Sebelumnya saya menikah pada tahun 2021 dan kemudian telah bercerai dengan istri saya pada tahun 2024 akan tetapi ketika kami menikah, kami memiliki hutang bersama,  kepada siapa hutang tersebut dipertanggungjawabkan ? 

Dijawab tanggal 2024-09-11 19:01:14+07

Terimakasih atas pertanyaan yang diajukan Pemohon dan kepercayaannya kepada pelayanan hukum HALOJPN.

Dasar hukum :

Terjadinya hutang dalam perkawinan tidak lepas dari adanya usaha untuk pemenuhan harta dan kebutuhan dalam perkawinan, sehingga menjadi suatu persoalan ketika hutang tersebut lalai dalam penyelesaiaannya.
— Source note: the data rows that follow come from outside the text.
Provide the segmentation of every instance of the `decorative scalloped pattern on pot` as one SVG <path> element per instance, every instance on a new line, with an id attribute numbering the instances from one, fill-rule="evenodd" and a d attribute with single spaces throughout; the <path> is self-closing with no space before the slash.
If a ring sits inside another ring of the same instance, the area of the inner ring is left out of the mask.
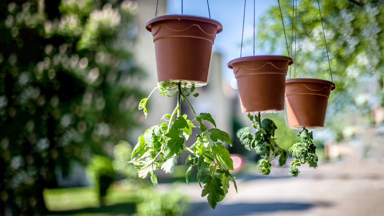
<path id="1" fill-rule="evenodd" d="M 216 34 L 221 24 L 205 17 L 166 15 L 147 23 L 152 32 L 158 82 L 165 81 L 206 84 Z"/>
<path id="2" fill-rule="evenodd" d="M 286 81 L 285 98 L 288 126 L 302 129 L 324 127 L 328 98 L 335 84 L 317 79 Z"/>
<path id="3" fill-rule="evenodd" d="M 292 59 L 283 56 L 259 56 L 233 59 L 243 113 L 271 113 L 284 110 L 285 77 Z"/>

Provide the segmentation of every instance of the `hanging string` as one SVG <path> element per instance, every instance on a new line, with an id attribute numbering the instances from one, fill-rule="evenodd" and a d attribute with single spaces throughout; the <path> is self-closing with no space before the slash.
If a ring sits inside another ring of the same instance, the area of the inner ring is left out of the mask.
<path id="1" fill-rule="evenodd" d="M 209 10 L 209 3 L 208 3 L 208 0 L 207 0 L 207 5 L 208 5 L 208 13 L 209 14 L 209 18 L 210 19 L 210 11 Z"/>
<path id="2" fill-rule="evenodd" d="M 293 73 L 293 78 L 296 78 L 296 38 L 297 34 L 296 33 L 296 29 L 297 27 L 297 0 L 296 0 L 296 9 L 295 10 L 295 60 L 294 63 L 295 64 L 294 72 Z"/>
<path id="3" fill-rule="evenodd" d="M 159 0 L 157 0 L 157 3 L 156 3 L 156 12 L 155 13 L 155 17 L 156 17 L 157 16 L 157 6 L 159 5 Z"/>
<path id="4" fill-rule="evenodd" d="M 294 12 L 295 1 L 292 1 L 293 3 L 292 6 L 292 30 L 291 31 L 291 57 L 292 57 L 292 45 L 293 44 L 293 12 Z M 291 78 L 291 69 L 292 67 L 289 66 L 289 78 Z"/>
<path id="5" fill-rule="evenodd" d="M 278 0 L 279 2 L 279 9 L 280 9 L 280 16 L 281 16 L 281 22 L 283 23 L 283 29 L 284 30 L 284 36 L 285 36 L 285 44 L 287 44 L 287 51 L 288 52 L 289 56 L 289 49 L 288 49 L 288 42 L 287 41 L 287 35 L 285 34 L 285 27 L 284 27 L 284 21 L 283 19 L 283 13 L 281 12 L 281 7 L 280 7 L 280 1 Z"/>
<path id="6" fill-rule="evenodd" d="M 324 25 L 323 24 L 323 18 L 322 17 L 322 12 L 320 10 L 320 3 L 317 0 L 317 5 L 318 6 L 318 12 L 320 13 L 320 20 L 322 20 L 322 27 L 323 27 L 323 35 L 324 35 L 324 42 L 325 42 L 325 49 L 327 50 L 327 57 L 328 58 L 328 64 L 329 65 L 329 71 L 331 72 L 331 80 L 333 82 L 333 78 L 332 77 L 332 70 L 331 70 L 331 63 L 329 61 L 329 55 L 328 55 L 328 48 L 327 47 L 327 40 L 325 39 L 325 32 L 324 32 Z"/>
<path id="7" fill-rule="evenodd" d="M 254 55 L 254 24 L 255 24 L 255 14 L 256 14 L 256 5 L 255 0 L 253 0 L 253 55 Z"/>
<path id="8" fill-rule="evenodd" d="M 241 58 L 241 53 L 243 52 L 243 37 L 244 35 L 244 21 L 245 21 L 245 5 L 247 0 L 244 0 L 244 14 L 243 16 L 243 32 L 241 33 L 241 47 L 240 48 L 240 58 Z"/>

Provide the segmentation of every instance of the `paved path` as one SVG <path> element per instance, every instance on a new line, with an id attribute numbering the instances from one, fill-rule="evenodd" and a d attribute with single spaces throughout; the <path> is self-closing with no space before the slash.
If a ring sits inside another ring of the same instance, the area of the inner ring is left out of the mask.
<path id="1" fill-rule="evenodd" d="M 256 174 L 238 177 L 238 193 L 233 186 L 212 210 L 201 198 L 197 184 L 176 187 L 189 195 L 194 204 L 187 216 L 384 215 L 384 163 L 320 165 L 302 167 L 298 178 L 276 168 L 270 177 Z M 169 189 L 174 185 L 160 185 Z"/>

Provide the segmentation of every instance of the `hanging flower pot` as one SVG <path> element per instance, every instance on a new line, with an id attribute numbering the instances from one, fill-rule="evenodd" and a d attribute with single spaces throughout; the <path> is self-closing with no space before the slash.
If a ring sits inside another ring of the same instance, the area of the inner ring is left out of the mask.
<path id="1" fill-rule="evenodd" d="M 238 81 L 243 113 L 284 110 L 285 77 L 292 58 L 279 55 L 249 56 L 228 63 Z"/>
<path id="2" fill-rule="evenodd" d="M 212 46 L 222 30 L 218 21 L 187 15 L 168 15 L 147 22 L 152 32 L 159 82 L 207 83 Z"/>
<path id="3" fill-rule="evenodd" d="M 291 79 L 286 81 L 288 126 L 293 129 L 324 128 L 327 105 L 333 82 L 318 79 Z"/>

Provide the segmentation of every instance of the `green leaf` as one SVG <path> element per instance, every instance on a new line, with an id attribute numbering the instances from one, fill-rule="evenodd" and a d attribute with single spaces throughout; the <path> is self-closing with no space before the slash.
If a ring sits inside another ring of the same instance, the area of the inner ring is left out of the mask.
<path id="1" fill-rule="evenodd" d="M 169 158 L 175 154 L 178 155 L 180 150 L 183 149 L 184 140 L 184 138 L 179 137 L 168 140 L 164 148 L 164 158 Z"/>
<path id="2" fill-rule="evenodd" d="M 223 142 L 227 142 L 232 146 L 232 140 L 227 133 L 217 128 L 209 129 L 208 132 L 210 134 L 210 139 L 214 142 L 217 142 L 219 139 Z"/>
<path id="3" fill-rule="evenodd" d="M 193 165 L 191 164 L 187 169 L 186 172 L 185 172 L 185 181 L 186 181 L 188 184 L 189 184 L 189 172 L 192 170 L 192 166 Z"/>
<path id="4" fill-rule="evenodd" d="M 208 195 L 207 199 L 208 203 L 212 209 L 215 209 L 216 204 L 220 201 L 220 196 L 224 196 L 221 184 L 221 180 L 218 177 L 212 178 L 210 176 L 205 177 L 203 183 L 205 183 L 201 192 L 201 197 L 204 197 Z"/>
<path id="5" fill-rule="evenodd" d="M 272 136 L 274 136 L 274 131 L 278 128 L 273 121 L 268 119 L 263 120 L 261 122 L 261 127 L 267 133 L 271 134 Z"/>
<path id="6" fill-rule="evenodd" d="M 224 173 L 220 174 L 218 176 L 217 178 L 219 178 L 221 182 L 221 184 L 223 185 L 222 188 L 223 188 L 223 192 L 224 194 L 224 195 L 220 195 L 220 196 L 219 202 L 221 202 L 224 200 L 225 195 L 228 193 L 228 189 L 229 188 L 229 178 L 226 176 Z"/>
<path id="7" fill-rule="evenodd" d="M 144 148 L 144 146 L 145 145 L 145 141 L 144 140 L 143 136 L 143 135 L 142 134 L 137 138 L 137 143 L 132 150 L 132 155 L 131 156 L 131 160 L 133 159 L 135 155 L 138 153 Z"/>
<path id="8" fill-rule="evenodd" d="M 163 164 L 161 165 L 160 168 L 161 168 L 165 173 L 172 173 L 174 172 L 175 164 L 176 164 L 176 163 L 177 163 L 176 156 L 173 156 L 166 160 Z"/>
<path id="9" fill-rule="evenodd" d="M 240 143 L 244 145 L 244 147 L 248 150 L 251 150 L 251 142 L 252 141 L 252 135 L 249 133 L 251 131 L 250 127 L 246 127 L 240 128 L 238 131 L 236 135 L 240 140 Z M 250 135 L 250 136 L 249 136 Z"/>
<path id="10" fill-rule="evenodd" d="M 200 115 L 196 117 L 196 120 L 197 120 L 199 122 L 201 123 L 201 119 L 204 119 L 209 121 L 215 126 L 215 127 L 216 127 L 216 123 L 215 122 L 215 120 L 212 118 L 212 116 L 211 116 L 210 114 L 201 113 Z"/>
<path id="11" fill-rule="evenodd" d="M 149 161 L 135 161 L 133 164 L 137 170 L 139 177 L 144 178 L 150 172 L 153 172 L 156 170 L 157 165 L 154 163 L 155 159 Z"/>
<path id="12" fill-rule="evenodd" d="M 148 113 L 146 110 L 146 102 L 148 101 L 148 98 L 143 98 L 140 100 L 140 103 L 139 103 L 139 110 L 143 110 L 144 115 L 145 115 L 145 118 L 146 119 L 146 116 L 148 115 Z"/>
<path id="13" fill-rule="evenodd" d="M 231 158 L 229 152 L 224 145 L 220 142 L 217 142 L 214 144 L 211 149 L 221 167 L 225 169 L 233 170 L 233 161 Z"/>
<path id="14" fill-rule="evenodd" d="M 169 132 L 165 134 L 165 136 L 170 138 L 177 139 L 180 138 L 180 132 L 172 127 L 170 128 Z"/>
<path id="15" fill-rule="evenodd" d="M 285 164 L 288 158 L 288 153 L 285 150 L 281 149 L 280 157 L 279 158 L 279 165 L 281 166 Z"/>
<path id="16" fill-rule="evenodd" d="M 189 128 L 189 127 L 188 126 L 188 122 L 187 122 L 185 119 L 182 116 L 179 116 L 177 120 L 175 121 L 174 125 L 172 125 L 173 128 L 177 129 L 183 129 L 184 127 Z"/>
<path id="17" fill-rule="evenodd" d="M 273 167 L 273 165 L 268 160 L 264 158 L 259 160 L 258 164 L 259 165 L 259 171 L 262 175 L 269 175 L 271 169 Z"/>
<path id="18" fill-rule="evenodd" d="M 156 171 L 154 171 L 152 172 L 150 172 L 150 173 L 148 174 L 148 175 L 151 176 L 151 181 L 152 182 L 152 184 L 154 185 L 157 185 L 158 183 L 157 182 L 157 177 L 156 177 Z"/>

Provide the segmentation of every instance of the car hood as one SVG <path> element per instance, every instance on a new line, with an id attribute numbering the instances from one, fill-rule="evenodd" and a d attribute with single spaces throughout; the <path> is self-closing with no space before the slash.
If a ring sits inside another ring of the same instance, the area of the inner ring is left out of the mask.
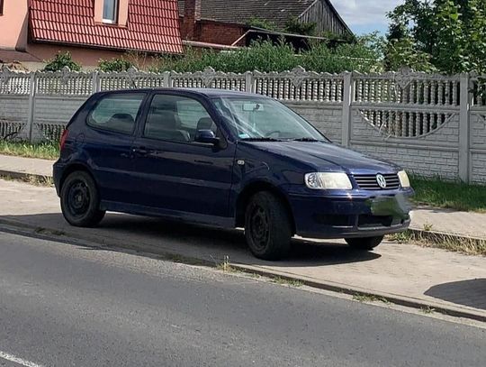
<path id="1" fill-rule="evenodd" d="M 299 161 L 316 170 L 344 170 L 354 174 L 395 173 L 393 163 L 370 158 L 328 142 L 244 142 L 255 149 Z"/>

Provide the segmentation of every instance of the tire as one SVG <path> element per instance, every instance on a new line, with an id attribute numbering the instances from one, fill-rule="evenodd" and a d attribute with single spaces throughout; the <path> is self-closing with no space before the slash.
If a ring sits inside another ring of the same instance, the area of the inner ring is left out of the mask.
<path id="1" fill-rule="evenodd" d="M 64 181 L 60 192 L 64 218 L 76 227 L 97 225 L 104 217 L 100 210 L 100 195 L 96 184 L 87 172 L 75 171 Z"/>
<path id="2" fill-rule="evenodd" d="M 261 191 L 245 212 L 245 237 L 252 253 L 263 260 L 279 260 L 290 251 L 292 237 L 290 215 L 274 194 Z"/>
<path id="3" fill-rule="evenodd" d="M 346 242 L 356 250 L 371 251 L 382 243 L 384 236 L 364 237 L 364 238 L 346 238 Z"/>

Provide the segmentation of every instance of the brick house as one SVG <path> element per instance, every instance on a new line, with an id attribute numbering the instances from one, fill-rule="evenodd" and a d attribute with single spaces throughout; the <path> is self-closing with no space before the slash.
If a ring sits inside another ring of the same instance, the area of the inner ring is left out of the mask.
<path id="1" fill-rule="evenodd" d="M 183 40 L 232 45 L 252 18 L 284 29 L 291 18 L 315 23 L 319 33 L 351 33 L 330 0 L 178 0 Z M 241 44 L 241 43 L 237 43 Z"/>
<path id="2" fill-rule="evenodd" d="M 182 53 L 177 1 L 0 0 L 0 64 L 70 51 L 90 67 L 127 50 Z"/>

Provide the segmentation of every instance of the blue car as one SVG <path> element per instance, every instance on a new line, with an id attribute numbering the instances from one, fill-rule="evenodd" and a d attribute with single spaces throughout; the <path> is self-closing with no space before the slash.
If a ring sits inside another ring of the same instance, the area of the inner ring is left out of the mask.
<path id="1" fill-rule="evenodd" d="M 295 236 L 369 251 L 410 225 L 407 173 L 330 142 L 283 104 L 212 89 L 97 93 L 61 138 L 54 179 L 66 220 L 106 211 L 244 227 L 255 256 Z"/>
Selain itu menurut Roostanty S.H., M.kn selaku Notaris lingkup kerja Sragen, perkawinan erat hubungannya dengan harta dan hutang dikarenakan kehidupan suatu rumah tangga secara langsung bersentuhan dengan penghasilan dan pengeluaran yang sering menjadi sumber permasalahan kedudukannya.

Hutang dalam perkawinan yang membebani harta persatuan dapat terjadi karena beberapa hal, yaitu : 

  1. Adanya hutang sebelum perkawinan. Dalam hal ini terkait dengan Pasal 35 ayat (2) UUP, bahwa harta yang dimiliki masing-masing suami dan istri sebelum perkawinan, adalah menjadi harta milik pribadi masing-masing pihak. Apabila adanya hutang baik suami atau istri yang dilakukan sebelum perkawinan dan dibawa ke dalam perkawinan yang telah berlangsung, maka masing-masing pihaklah yang bertanggung jawab melunasinya; 
  2. Hutang untuk keperluan rumah tangga. Hutang ini diperuntukan untuk pengeluaran sandang, papan, pangan yang dilakukan suami maupun istri dalam memenuhi kebutuhan rumah tangga; 
  3. Terdapat pengeluaran hutang-hutang untuk kepentingan usaha; 
  4. Melakukan ganti rugi karena salah satu pihak melakukan perbuatan melawan hukum; 
  5. Adanya denda-denda;
  6. Adanya hutang warisan/hibah yang masuk ke dalam persatuan.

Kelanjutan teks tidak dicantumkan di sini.